You’ve made friends all over the world and cried bitterly waving to them out of a window as you ride away forever. You’ve learned what you believe and been challenged to look at things from an entirely new angle to open up your mind to new possibilities.
You are not the person you were when you stepped off the plane from your hometown and into a crowd of people you can’t imagine becoming your family. Joy has filled you, freedom has released you, fear has humbled you, faith has strengthened you, pain has broken you, and God Himself has changed you. But you are also not the person you will be when you step off onto American soil in less than six months.
Part of me is so excited to meet that woman who I know I will hardly recognize and the other part of me is so afraid to experience what is ahead of me to make me into her. Life can change us slowly like water eroding stone into flowing forms with time, but sometimes God immerses us into the heat of the fire to purify us in minutes- this year seems to be the latter!
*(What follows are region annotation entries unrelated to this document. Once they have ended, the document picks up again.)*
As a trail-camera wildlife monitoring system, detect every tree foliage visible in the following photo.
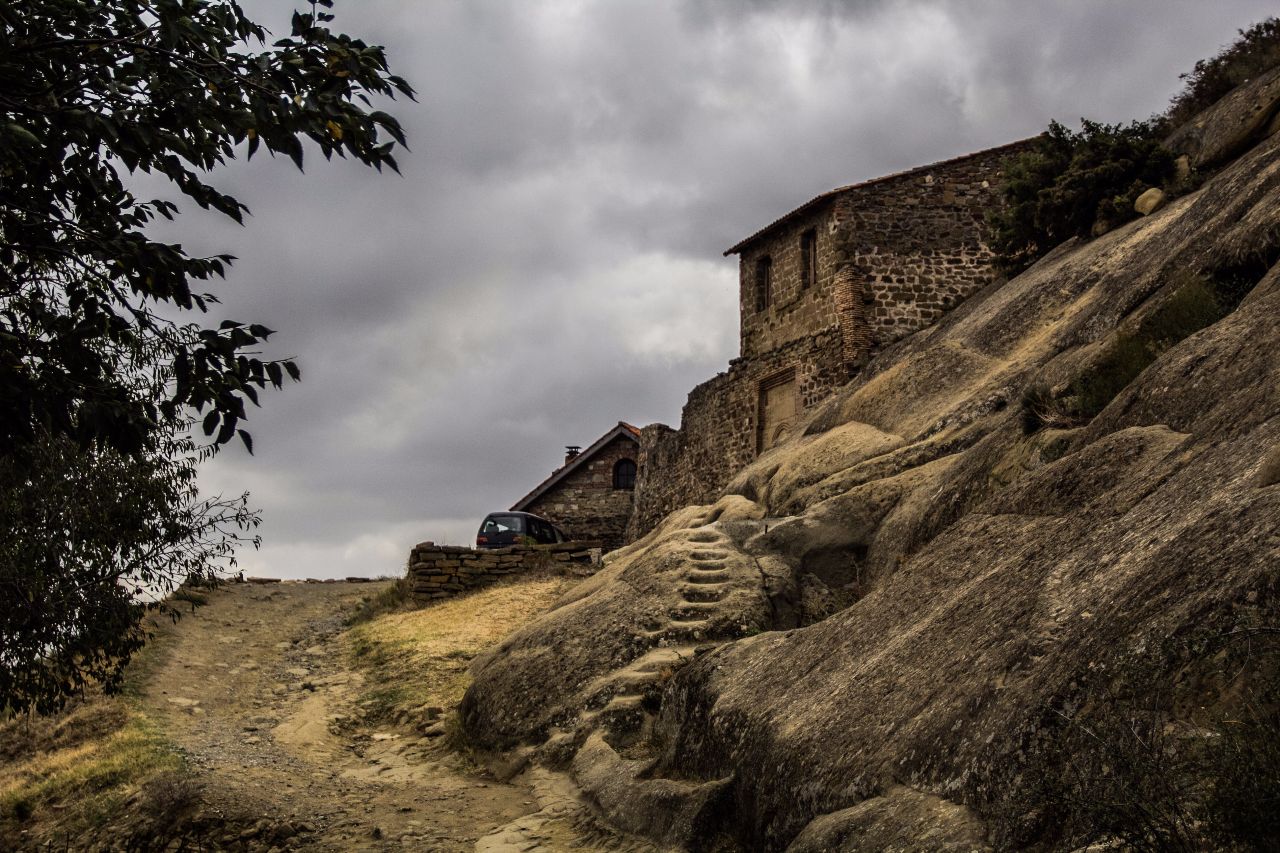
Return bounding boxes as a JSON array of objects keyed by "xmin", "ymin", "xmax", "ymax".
[
  {"xmin": 0, "ymin": 0, "xmax": 411, "ymax": 453},
  {"xmin": 0, "ymin": 0, "xmax": 412, "ymax": 715},
  {"xmin": 991, "ymin": 119, "xmax": 1175, "ymax": 273},
  {"xmin": 1160, "ymin": 18, "xmax": 1280, "ymax": 131}
]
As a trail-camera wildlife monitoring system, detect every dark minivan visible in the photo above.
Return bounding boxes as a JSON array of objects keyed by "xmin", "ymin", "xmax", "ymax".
[{"xmin": 476, "ymin": 512, "xmax": 568, "ymax": 548}]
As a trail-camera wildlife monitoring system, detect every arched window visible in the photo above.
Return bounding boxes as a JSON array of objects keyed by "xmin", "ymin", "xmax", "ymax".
[{"xmin": 613, "ymin": 459, "xmax": 636, "ymax": 492}]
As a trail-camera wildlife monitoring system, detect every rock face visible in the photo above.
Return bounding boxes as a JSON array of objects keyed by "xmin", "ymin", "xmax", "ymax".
[
  {"xmin": 1165, "ymin": 68, "xmax": 1280, "ymax": 168},
  {"xmin": 463, "ymin": 83, "xmax": 1280, "ymax": 852}
]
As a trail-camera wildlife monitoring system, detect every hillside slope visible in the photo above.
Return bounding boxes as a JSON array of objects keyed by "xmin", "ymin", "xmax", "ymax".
[{"xmin": 462, "ymin": 74, "xmax": 1280, "ymax": 850}]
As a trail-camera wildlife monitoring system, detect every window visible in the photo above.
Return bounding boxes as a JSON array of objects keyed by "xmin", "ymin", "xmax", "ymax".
[
  {"xmin": 613, "ymin": 459, "xmax": 636, "ymax": 492},
  {"xmin": 800, "ymin": 228, "xmax": 818, "ymax": 288},
  {"xmin": 755, "ymin": 255, "xmax": 773, "ymax": 311}
]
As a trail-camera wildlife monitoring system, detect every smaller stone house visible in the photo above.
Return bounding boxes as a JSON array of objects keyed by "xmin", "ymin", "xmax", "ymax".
[{"xmin": 511, "ymin": 421, "xmax": 640, "ymax": 551}]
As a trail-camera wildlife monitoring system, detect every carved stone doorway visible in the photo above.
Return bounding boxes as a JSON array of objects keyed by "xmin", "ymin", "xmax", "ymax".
[{"xmin": 755, "ymin": 368, "xmax": 800, "ymax": 453}]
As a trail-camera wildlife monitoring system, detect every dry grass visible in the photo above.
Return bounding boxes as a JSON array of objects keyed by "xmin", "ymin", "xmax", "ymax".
[
  {"xmin": 347, "ymin": 571, "xmax": 577, "ymax": 717},
  {"xmin": 0, "ymin": 695, "xmax": 183, "ymax": 845}
]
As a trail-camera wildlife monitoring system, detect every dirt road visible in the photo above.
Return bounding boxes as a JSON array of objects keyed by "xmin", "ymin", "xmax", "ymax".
[{"xmin": 141, "ymin": 583, "xmax": 579, "ymax": 852}]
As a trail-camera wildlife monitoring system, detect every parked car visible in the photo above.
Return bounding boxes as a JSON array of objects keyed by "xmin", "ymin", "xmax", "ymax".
[{"xmin": 476, "ymin": 512, "xmax": 570, "ymax": 548}]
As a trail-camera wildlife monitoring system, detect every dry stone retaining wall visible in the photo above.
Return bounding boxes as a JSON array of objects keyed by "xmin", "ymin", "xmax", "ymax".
[
  {"xmin": 627, "ymin": 327, "xmax": 849, "ymax": 540},
  {"xmin": 408, "ymin": 542, "xmax": 600, "ymax": 603}
]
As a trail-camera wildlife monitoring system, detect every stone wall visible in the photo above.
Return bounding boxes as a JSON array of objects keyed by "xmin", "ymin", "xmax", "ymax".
[
  {"xmin": 627, "ymin": 140, "xmax": 1030, "ymax": 539},
  {"xmin": 831, "ymin": 142, "xmax": 1028, "ymax": 350},
  {"xmin": 739, "ymin": 200, "xmax": 841, "ymax": 359},
  {"xmin": 627, "ymin": 328, "xmax": 849, "ymax": 540},
  {"xmin": 522, "ymin": 435, "xmax": 639, "ymax": 549},
  {"xmin": 408, "ymin": 542, "xmax": 600, "ymax": 603},
  {"xmin": 739, "ymin": 141, "xmax": 1029, "ymax": 362}
]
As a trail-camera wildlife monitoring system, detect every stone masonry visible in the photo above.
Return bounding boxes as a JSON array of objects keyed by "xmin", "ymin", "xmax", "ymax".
[
  {"xmin": 408, "ymin": 542, "xmax": 600, "ymax": 603},
  {"xmin": 627, "ymin": 140, "xmax": 1030, "ymax": 540},
  {"xmin": 511, "ymin": 424, "xmax": 639, "ymax": 548}
]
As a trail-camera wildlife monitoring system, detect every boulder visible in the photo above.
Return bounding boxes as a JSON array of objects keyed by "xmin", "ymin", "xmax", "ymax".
[
  {"xmin": 1165, "ymin": 68, "xmax": 1280, "ymax": 169},
  {"xmin": 1133, "ymin": 187, "xmax": 1165, "ymax": 216}
]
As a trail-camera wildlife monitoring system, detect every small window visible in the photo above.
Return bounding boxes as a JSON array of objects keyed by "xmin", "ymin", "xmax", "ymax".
[
  {"xmin": 613, "ymin": 459, "xmax": 636, "ymax": 492},
  {"xmin": 755, "ymin": 255, "xmax": 773, "ymax": 311},
  {"xmin": 800, "ymin": 228, "xmax": 818, "ymax": 288}
]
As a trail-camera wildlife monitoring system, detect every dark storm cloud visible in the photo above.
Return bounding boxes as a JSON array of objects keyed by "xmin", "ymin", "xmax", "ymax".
[{"xmin": 166, "ymin": 0, "xmax": 1270, "ymax": 575}]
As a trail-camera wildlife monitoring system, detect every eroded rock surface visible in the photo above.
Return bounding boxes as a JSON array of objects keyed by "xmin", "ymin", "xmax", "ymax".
[{"xmin": 463, "ymin": 83, "xmax": 1280, "ymax": 852}]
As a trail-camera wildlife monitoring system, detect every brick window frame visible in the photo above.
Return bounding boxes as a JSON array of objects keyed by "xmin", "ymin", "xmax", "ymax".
[
  {"xmin": 800, "ymin": 228, "xmax": 818, "ymax": 289},
  {"xmin": 613, "ymin": 459, "xmax": 639, "ymax": 492},
  {"xmin": 755, "ymin": 255, "xmax": 773, "ymax": 311}
]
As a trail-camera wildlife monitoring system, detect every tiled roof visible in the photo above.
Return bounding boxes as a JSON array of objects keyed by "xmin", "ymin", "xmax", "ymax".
[
  {"xmin": 724, "ymin": 137, "xmax": 1036, "ymax": 256},
  {"xmin": 511, "ymin": 420, "xmax": 640, "ymax": 512}
]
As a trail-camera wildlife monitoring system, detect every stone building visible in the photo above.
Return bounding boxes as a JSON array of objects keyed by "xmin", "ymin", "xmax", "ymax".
[
  {"xmin": 511, "ymin": 421, "xmax": 640, "ymax": 551},
  {"xmin": 627, "ymin": 140, "xmax": 1030, "ymax": 538}
]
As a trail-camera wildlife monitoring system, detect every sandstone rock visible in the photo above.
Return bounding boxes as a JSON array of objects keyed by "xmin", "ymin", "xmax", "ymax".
[
  {"xmin": 461, "ymin": 76, "xmax": 1280, "ymax": 853},
  {"xmin": 1133, "ymin": 187, "xmax": 1165, "ymax": 216},
  {"xmin": 1174, "ymin": 154, "xmax": 1192, "ymax": 183},
  {"xmin": 1165, "ymin": 68, "xmax": 1280, "ymax": 169}
]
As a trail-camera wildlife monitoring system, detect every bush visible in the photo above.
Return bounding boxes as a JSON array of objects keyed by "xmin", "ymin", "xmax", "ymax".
[
  {"xmin": 1021, "ymin": 274, "xmax": 1223, "ymax": 435},
  {"xmin": 1024, "ymin": 626, "xmax": 1280, "ymax": 853},
  {"xmin": 989, "ymin": 119, "xmax": 1175, "ymax": 274},
  {"xmin": 1160, "ymin": 18, "xmax": 1280, "ymax": 131}
]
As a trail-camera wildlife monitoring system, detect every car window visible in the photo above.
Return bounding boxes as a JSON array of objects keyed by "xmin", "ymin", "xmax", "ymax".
[{"xmin": 480, "ymin": 515, "xmax": 525, "ymax": 535}]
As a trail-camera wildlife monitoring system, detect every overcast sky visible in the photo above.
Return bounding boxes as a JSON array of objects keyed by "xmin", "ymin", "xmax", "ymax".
[{"xmin": 154, "ymin": 0, "xmax": 1275, "ymax": 576}]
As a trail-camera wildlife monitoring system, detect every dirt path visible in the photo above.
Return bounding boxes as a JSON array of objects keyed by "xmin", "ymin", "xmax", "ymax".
[{"xmin": 141, "ymin": 583, "xmax": 558, "ymax": 852}]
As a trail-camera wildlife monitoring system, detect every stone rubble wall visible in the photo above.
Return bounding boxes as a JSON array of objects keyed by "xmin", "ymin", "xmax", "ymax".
[
  {"xmin": 627, "ymin": 140, "xmax": 1030, "ymax": 540},
  {"xmin": 627, "ymin": 325, "xmax": 849, "ymax": 540},
  {"xmin": 829, "ymin": 141, "xmax": 1029, "ymax": 350},
  {"xmin": 408, "ymin": 542, "xmax": 600, "ymax": 603},
  {"xmin": 521, "ymin": 435, "xmax": 640, "ymax": 551}
]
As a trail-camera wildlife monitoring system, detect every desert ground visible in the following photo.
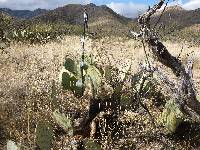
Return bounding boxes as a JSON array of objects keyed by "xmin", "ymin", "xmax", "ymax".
[{"xmin": 0, "ymin": 36, "xmax": 200, "ymax": 149}]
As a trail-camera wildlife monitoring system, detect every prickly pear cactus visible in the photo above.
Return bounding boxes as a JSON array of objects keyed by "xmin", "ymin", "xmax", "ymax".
[
  {"xmin": 87, "ymin": 66, "xmax": 101, "ymax": 91},
  {"xmin": 158, "ymin": 100, "xmax": 184, "ymax": 133},
  {"xmin": 64, "ymin": 58, "xmax": 76, "ymax": 73},
  {"xmin": 84, "ymin": 139, "xmax": 101, "ymax": 150},
  {"xmin": 61, "ymin": 55, "xmax": 101, "ymax": 97},
  {"xmin": 6, "ymin": 140, "xmax": 20, "ymax": 150},
  {"xmin": 36, "ymin": 121, "xmax": 53, "ymax": 150},
  {"xmin": 53, "ymin": 109, "xmax": 74, "ymax": 137}
]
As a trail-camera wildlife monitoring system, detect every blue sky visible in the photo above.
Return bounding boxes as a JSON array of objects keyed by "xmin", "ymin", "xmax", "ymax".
[{"xmin": 0, "ymin": 0, "xmax": 200, "ymax": 18}]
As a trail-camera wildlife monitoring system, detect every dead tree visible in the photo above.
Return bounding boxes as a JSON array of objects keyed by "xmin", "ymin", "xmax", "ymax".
[{"xmin": 131, "ymin": 0, "xmax": 200, "ymax": 122}]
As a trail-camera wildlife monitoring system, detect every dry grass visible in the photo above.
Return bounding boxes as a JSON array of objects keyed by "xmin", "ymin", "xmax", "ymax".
[{"xmin": 0, "ymin": 36, "xmax": 200, "ymax": 149}]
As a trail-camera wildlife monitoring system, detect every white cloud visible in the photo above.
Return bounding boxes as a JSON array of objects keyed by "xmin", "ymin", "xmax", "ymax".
[
  {"xmin": 0, "ymin": 0, "xmax": 7, "ymax": 3},
  {"xmin": 107, "ymin": 2, "xmax": 148, "ymax": 18},
  {"xmin": 0, "ymin": 0, "xmax": 91, "ymax": 10},
  {"xmin": 183, "ymin": 0, "xmax": 200, "ymax": 10}
]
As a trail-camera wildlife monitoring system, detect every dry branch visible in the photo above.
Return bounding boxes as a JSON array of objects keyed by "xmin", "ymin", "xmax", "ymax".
[{"xmin": 135, "ymin": 0, "xmax": 200, "ymax": 122}]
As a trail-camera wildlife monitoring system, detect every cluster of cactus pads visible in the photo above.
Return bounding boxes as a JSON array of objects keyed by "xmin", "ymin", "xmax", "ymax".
[{"xmin": 62, "ymin": 55, "xmax": 102, "ymax": 97}]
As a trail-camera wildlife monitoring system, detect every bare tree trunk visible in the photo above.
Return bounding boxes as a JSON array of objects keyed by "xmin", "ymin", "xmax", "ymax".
[{"xmin": 133, "ymin": 0, "xmax": 200, "ymax": 122}]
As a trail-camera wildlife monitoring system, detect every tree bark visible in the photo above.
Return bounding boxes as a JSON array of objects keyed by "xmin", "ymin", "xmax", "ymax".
[{"xmin": 138, "ymin": 0, "xmax": 200, "ymax": 122}]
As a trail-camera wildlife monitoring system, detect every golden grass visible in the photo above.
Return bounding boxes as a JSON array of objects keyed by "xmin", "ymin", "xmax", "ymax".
[{"xmin": 0, "ymin": 36, "xmax": 200, "ymax": 148}]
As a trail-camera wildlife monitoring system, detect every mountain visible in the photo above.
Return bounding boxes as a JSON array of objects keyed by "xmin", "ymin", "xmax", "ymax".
[
  {"xmin": 33, "ymin": 3, "xmax": 130, "ymax": 25},
  {"xmin": 0, "ymin": 3, "xmax": 200, "ymax": 39},
  {"xmin": 0, "ymin": 8, "xmax": 48, "ymax": 19},
  {"xmin": 152, "ymin": 6, "xmax": 200, "ymax": 30}
]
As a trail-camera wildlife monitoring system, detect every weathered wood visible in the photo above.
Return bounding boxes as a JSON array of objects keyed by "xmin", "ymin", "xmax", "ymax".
[{"xmin": 135, "ymin": 0, "xmax": 200, "ymax": 122}]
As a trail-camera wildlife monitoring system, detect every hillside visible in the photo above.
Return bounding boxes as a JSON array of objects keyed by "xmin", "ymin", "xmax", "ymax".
[
  {"xmin": 0, "ymin": 3, "xmax": 200, "ymax": 41},
  {"xmin": 0, "ymin": 8, "xmax": 48, "ymax": 19},
  {"xmin": 152, "ymin": 6, "xmax": 200, "ymax": 30}
]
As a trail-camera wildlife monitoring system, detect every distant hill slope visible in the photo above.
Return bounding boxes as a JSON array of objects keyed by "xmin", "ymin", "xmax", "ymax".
[
  {"xmin": 152, "ymin": 6, "xmax": 200, "ymax": 30},
  {"xmin": 0, "ymin": 8, "xmax": 48, "ymax": 19},
  {"xmin": 0, "ymin": 3, "xmax": 200, "ymax": 39},
  {"xmin": 33, "ymin": 4, "xmax": 130, "ymax": 25}
]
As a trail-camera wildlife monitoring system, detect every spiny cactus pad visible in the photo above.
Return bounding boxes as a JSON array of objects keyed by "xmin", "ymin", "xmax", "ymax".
[
  {"xmin": 53, "ymin": 109, "xmax": 74, "ymax": 136},
  {"xmin": 36, "ymin": 121, "xmax": 53, "ymax": 150}
]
So here I sit on an airplane to Malaysia, the sixth country I have lived and worked in this year. The seat is some weird leather, I have a tiny plastic cup of water on the folding table in front of me, there’s an announcement going on from the cockpit in a language I cannot even name and I write this in my journal with a crappy pen I picked up somewhere that hardly works anymore. This is home, this is my life, and this is God’s call for me. Sometimes I am overwhelmed with thankfulness, sometimes I am terrified and still other times I just want the comfort of the States. Right now though, I am content to just sit here and wait for whatever God has in store for me next.
All I can tell you, future racer, is to be ready. Be ready to give all that you have in every way possible and to have something so much more beautiful and satisfying in its place. Be ready to have to actively work for these changes- to seek, to learn, to talk, to question, and to speak truth. Be ready to never, ever fit back into the old life you have created because you have changed into something so different through all these experiences. Be ready for so many beautiful things, so many difficult things, and for time to stretch our like an eternity and fly by at the same time.
There is nothing you can do in your own strength to prepare, but if the Lord has called you to this know that you are already prepared because you have been chosen and He will make you ready. All my prayers and blessings to you on this beautiful, terrifying, crazy journey my dear future racer!